This is an observation from the main page of my Facebook feed.

This is an observation from the main page of my Facebook feed.

While I completed this observation on 18 and 19 February, I observe this phenomenon daily on the Internet and in the external world.  I have observed all varieties of propaganda in the everyday for far longer than Facebook has been around, Facebook exemplifies what is most fascinating about this phenomenon:  the example of unintentional propaganda of an artist’s performance at a Renaissance Faire and the unintentional propaganda “like” of a large music information web site on the top right. Both are examples of small group propaganda in the social network sphere.  They appear on the pages of the companies in question, and they appear on the artists’ pages themselves.

There are hundreds if not thousands of other examples that appear in my Facebook feed if I chose to follow it for 24 hours straight or longer.  Just compound that a thousand fold for everyone with a Facebook profile who follows bands and even those who “like” products and companies.  For now, I am going to observe my feed a fraction of that time, but I will keep a record of the observations for reflection later.  Visualize along with me, because the visual aids would fill several books.

There are even examples of intentional propaganda on companies’ Facebook pages as well as artists’ pages, but the unintentional propaganda that happens between the followers of these pages and their friends and acquaintances is far more common and far more prevalent.  Friends tell friends their likes and those friends tell their friends.  Erving Goffman discusses this throughout Frame Analysis where he analyzes the dynamics of small group influence, who dominates, who follows, who conforms to reach the prestige of the group within the social.

One band page observed indicates that he is on tour.  His intention may be to directly connect with friends and let them know where he is in the world, but the effect is unintentional propaganda.  He is engaging in propaganda, but he doesn’t necessarily realize he is doing it.  His friends reply to his posts that, in turn, cause those original posts to appear in several other Facebook feeds, so the unintentional propaganda campaign is spread across several Facebook pages.  It is effective on a small scale to reach friends for a regional music tour, but to reach hundreds and thousands more, this process must be repeated several times over for a major label artist.  It happens every day in just this way when major labels, major corporations, and long-established artists engage in definitive intentional propaganda to reach a level of unintentional propaganda with their “fans”.

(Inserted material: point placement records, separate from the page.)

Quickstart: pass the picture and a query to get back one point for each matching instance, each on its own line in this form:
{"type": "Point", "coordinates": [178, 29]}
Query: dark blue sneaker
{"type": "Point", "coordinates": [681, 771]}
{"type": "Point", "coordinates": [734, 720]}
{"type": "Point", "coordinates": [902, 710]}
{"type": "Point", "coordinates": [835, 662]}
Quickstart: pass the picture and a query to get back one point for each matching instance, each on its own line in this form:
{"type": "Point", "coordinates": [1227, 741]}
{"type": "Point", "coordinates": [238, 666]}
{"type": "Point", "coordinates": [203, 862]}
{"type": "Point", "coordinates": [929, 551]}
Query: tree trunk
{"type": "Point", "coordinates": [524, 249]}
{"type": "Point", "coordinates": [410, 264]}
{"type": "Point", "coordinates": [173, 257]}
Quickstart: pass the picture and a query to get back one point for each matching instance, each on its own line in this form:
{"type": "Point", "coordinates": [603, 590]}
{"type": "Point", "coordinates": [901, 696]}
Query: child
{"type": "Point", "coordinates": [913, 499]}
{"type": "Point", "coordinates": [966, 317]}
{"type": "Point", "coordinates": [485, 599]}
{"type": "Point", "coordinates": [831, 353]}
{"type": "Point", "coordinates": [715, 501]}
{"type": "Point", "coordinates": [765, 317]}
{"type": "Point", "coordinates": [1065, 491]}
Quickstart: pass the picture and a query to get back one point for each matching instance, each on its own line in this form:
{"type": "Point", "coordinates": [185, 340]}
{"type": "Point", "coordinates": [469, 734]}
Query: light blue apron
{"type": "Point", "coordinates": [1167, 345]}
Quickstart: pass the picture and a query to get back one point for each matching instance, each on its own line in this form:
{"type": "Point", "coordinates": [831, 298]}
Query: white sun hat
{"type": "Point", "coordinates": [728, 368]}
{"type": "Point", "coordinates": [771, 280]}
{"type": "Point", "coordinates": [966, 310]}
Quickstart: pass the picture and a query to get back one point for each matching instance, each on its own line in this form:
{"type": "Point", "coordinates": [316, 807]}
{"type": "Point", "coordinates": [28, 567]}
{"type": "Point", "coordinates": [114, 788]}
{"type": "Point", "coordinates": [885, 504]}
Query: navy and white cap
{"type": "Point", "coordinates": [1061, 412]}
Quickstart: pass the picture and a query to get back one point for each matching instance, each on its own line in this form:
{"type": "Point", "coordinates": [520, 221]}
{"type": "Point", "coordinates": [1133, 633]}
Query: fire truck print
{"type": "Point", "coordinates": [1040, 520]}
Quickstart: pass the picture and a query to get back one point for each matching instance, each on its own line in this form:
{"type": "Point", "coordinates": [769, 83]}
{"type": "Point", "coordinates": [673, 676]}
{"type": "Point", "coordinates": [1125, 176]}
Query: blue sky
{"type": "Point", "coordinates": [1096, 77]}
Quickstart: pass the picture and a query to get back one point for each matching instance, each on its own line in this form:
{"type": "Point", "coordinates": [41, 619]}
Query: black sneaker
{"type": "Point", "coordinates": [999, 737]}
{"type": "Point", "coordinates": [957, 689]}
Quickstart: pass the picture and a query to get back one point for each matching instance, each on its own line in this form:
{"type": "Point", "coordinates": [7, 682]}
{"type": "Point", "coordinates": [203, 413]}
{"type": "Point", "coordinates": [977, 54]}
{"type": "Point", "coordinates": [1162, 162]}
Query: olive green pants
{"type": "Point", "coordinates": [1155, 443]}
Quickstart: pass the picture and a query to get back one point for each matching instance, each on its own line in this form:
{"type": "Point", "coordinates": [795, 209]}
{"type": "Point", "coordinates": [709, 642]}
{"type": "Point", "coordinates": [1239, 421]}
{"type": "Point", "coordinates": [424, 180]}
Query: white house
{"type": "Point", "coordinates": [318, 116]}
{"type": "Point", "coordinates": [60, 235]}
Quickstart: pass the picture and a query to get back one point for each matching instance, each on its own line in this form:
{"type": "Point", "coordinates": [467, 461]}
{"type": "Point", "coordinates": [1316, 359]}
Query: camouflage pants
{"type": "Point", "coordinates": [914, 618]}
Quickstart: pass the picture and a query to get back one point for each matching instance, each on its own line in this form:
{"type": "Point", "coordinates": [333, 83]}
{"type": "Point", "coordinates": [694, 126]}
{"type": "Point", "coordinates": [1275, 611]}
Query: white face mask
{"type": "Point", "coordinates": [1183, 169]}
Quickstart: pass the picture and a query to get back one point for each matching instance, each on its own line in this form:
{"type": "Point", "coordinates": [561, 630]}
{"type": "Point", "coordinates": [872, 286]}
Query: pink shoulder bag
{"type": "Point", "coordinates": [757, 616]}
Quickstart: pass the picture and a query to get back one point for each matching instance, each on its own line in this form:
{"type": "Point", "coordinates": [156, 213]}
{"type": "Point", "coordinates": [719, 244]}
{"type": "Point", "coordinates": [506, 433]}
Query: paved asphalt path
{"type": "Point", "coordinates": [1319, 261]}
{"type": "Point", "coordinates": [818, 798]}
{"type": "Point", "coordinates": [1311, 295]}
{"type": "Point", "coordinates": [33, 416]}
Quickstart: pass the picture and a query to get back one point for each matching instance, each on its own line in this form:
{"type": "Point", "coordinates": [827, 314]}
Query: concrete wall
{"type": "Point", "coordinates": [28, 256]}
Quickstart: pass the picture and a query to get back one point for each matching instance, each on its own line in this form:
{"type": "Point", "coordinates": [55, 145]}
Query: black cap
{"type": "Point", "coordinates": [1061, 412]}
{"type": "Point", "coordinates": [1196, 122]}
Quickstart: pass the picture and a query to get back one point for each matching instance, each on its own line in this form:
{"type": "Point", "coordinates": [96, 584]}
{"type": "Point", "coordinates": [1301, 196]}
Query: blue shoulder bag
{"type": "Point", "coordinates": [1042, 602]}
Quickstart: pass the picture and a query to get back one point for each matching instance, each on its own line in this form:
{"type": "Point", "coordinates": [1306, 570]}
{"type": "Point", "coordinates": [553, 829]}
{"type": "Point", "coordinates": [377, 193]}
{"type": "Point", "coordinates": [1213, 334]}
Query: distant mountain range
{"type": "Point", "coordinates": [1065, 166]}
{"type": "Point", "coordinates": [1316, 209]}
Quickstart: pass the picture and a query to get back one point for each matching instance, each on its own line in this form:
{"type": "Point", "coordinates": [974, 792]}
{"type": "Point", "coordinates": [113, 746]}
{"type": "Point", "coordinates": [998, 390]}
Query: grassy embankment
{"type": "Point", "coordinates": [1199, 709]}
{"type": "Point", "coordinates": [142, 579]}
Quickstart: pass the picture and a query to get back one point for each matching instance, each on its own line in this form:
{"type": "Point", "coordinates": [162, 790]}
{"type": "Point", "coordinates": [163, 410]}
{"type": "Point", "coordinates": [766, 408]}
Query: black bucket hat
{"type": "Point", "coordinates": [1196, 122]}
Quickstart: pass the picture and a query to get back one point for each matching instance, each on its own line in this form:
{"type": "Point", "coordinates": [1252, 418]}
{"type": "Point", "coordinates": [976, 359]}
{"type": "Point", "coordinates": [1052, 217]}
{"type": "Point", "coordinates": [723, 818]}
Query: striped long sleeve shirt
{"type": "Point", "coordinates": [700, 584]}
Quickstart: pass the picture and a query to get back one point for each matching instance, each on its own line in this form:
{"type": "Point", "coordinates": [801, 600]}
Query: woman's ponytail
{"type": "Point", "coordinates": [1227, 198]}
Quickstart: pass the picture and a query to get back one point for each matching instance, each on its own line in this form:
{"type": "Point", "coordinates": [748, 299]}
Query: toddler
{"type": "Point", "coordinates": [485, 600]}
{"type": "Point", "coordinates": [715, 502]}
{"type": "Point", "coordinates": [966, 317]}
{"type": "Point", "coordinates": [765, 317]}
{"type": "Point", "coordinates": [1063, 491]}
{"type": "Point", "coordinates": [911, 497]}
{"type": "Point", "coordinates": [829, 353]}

In another post on a Facebook feed, a friend reposts a link from an artist he likes to show all of his friends, to spread the word far and wide, to generate publicity-propaganda, to create a “buzz” among friends in the tour’s path to attend the show and also spread the word even more.  Facebook performs this domino effect every day, every minute.

It becomes more effective on a grander scale with major label artists who can hire interns or employees who past news on these pages the minute it happens.  In the case of the Beatles fan page, its reach is several thousand fans as well as 98 of my own Facebook friends.  This is still small group propaganda from small group to small group and from friend to friend but magnified a thousand fold.

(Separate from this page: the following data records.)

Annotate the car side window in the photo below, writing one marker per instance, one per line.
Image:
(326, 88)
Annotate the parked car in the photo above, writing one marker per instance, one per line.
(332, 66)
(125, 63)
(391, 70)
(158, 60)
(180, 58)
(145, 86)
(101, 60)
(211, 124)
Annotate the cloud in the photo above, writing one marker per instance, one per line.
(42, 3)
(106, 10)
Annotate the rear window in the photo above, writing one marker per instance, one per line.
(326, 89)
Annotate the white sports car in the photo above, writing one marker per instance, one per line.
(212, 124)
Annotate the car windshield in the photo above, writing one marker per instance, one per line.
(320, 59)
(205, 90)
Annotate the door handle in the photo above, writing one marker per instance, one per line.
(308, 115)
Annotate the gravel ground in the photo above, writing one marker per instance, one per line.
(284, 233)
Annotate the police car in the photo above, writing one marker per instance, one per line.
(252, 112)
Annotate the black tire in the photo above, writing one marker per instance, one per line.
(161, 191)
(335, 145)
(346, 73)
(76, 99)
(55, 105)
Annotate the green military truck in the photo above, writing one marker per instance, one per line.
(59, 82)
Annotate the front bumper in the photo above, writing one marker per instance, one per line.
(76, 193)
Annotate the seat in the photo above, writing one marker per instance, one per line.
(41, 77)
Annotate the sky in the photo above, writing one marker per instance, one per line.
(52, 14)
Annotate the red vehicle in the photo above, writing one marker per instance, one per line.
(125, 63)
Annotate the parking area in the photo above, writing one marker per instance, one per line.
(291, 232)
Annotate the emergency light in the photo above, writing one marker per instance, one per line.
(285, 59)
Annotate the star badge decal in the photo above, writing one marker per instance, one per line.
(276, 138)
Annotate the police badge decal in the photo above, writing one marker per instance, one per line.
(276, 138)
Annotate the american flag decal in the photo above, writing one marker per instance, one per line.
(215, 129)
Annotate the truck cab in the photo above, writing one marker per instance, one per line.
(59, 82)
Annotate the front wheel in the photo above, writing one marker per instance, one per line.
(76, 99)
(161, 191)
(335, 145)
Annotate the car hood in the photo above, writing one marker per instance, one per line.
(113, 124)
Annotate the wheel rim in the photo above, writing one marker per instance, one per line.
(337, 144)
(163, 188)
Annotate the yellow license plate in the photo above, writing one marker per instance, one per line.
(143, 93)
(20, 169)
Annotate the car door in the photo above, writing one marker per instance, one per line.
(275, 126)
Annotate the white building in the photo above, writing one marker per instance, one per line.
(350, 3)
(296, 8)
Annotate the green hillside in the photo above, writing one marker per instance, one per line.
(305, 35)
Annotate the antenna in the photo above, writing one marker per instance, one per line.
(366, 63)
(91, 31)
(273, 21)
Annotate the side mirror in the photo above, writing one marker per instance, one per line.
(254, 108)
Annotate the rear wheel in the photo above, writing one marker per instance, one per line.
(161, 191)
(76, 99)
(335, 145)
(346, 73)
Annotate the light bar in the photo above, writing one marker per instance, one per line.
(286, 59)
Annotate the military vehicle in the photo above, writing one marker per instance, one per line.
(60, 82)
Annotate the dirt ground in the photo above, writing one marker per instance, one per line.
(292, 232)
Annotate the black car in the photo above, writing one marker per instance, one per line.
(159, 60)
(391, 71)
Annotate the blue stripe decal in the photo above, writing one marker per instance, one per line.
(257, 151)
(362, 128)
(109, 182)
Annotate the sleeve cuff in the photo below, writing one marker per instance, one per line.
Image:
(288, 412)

To cite a more contemporary artist, Beyonce, just to verify the observation from the Beatles Page, the reach is several thousand more with only a handful of “likes” among my friends.  This means the reach is still there among several thousand friends and acquaintances, but it is at a much more effective depth because of her current place in modern pop culture as well as her newsworthiness (yet another aspect of unintentional propaganda by the news media).